Beraubter Postzug von Glasgow nach London

AP/necho/str/N

Der Coup gilt als eines der spektakulärsten Verbrechen des 20. Jahrhunderts

Farm als Versteck

Art und Ausmaß des Überfalls erinnerten an Verbrechen im Wilden Westen. In der Nähe von Oakley, in der Grafschaft Buckinghamshire, hatte sich die Bande eine Farm als Versteck gekauft. Gut 30 Kilometer Luftlinie vom Tatort entfernt hatte sie von der auf einem Hügel liegenden Farm einen guten Blick in alle Himmelsrichtungen. In der Nacht vom 7. auf den 8. August machten sich die Männer auf den Weg, um den Nachtzug um 3.05 Uhr zu stoppen und auszurauben.

Telefonleitungen gekappt

Nachdem sie Lokführer Jack Mills mit einer Eisenstange überwältigt und ihn gezwungen hatten, den Zug noch bis zur nächsten Brücke weiterzufahren, verschafften sie sich mit Äxten und Spitzhacken Zugang zu dem Waggon mit den Geldsäcken.

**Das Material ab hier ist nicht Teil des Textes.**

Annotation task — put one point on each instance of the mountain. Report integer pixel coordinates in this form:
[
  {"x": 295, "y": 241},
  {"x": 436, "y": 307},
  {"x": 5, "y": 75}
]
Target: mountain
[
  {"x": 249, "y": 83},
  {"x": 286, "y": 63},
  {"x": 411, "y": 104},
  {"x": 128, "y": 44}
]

Da sie zuvor die Telefonleitungen an der Strecke gekappt hatten, konnte die Polizei erst benachrichtigt werden, als die Banditen ihre Farm schon wieder erreicht hatten. Lokführer Mills erholte sich von der Verletzung nicht mehr. Wegen psychischer Probleme konnte er nicht mehr arbeiten und starb 1970 schließlich an Leukämie.

Nach und nach gefasst

Fünf Tage nach dem Verbrechen führte ein Hinweis die Polizei zum Versteck der Gruppe, die die Farm zu diesem Zeitpunkt bereits leer hinterlassen hatte. Zurückgeblieben waren jedoch reichlich Fingerabdrücke, unter anderem auf einem Monopoly-Spiel, das sie mit echtem Geld aus ihrer Beute spielten. Nach und nach konnte die Polizei mehr und mehr Männer, fast alle mit einer kriminellen Vergangenheit, fassen.

„Habe Preis bezahlt“

Bandenchef Reynolds gelang jedoch die Flucht über Frankreich nach Mexiko. Erst fünf Jahre später, am 8. November 1968, konnte er während eines Aufenthalts in Torquay im Südwesten Englands gefasst werden. Gut zwei Monate später wurde er zu 25 Jahren Gefängnis verurteilt, zehn Jahre davon musste er verbüßen. „Im Nachhinein bin ich weder stolz darauf noch schäme ich mich - ich habe den Preis dafür bezahlt“, sagte Reynolds, als sich das Verbrechen 2003 zum 40. Mal jährte.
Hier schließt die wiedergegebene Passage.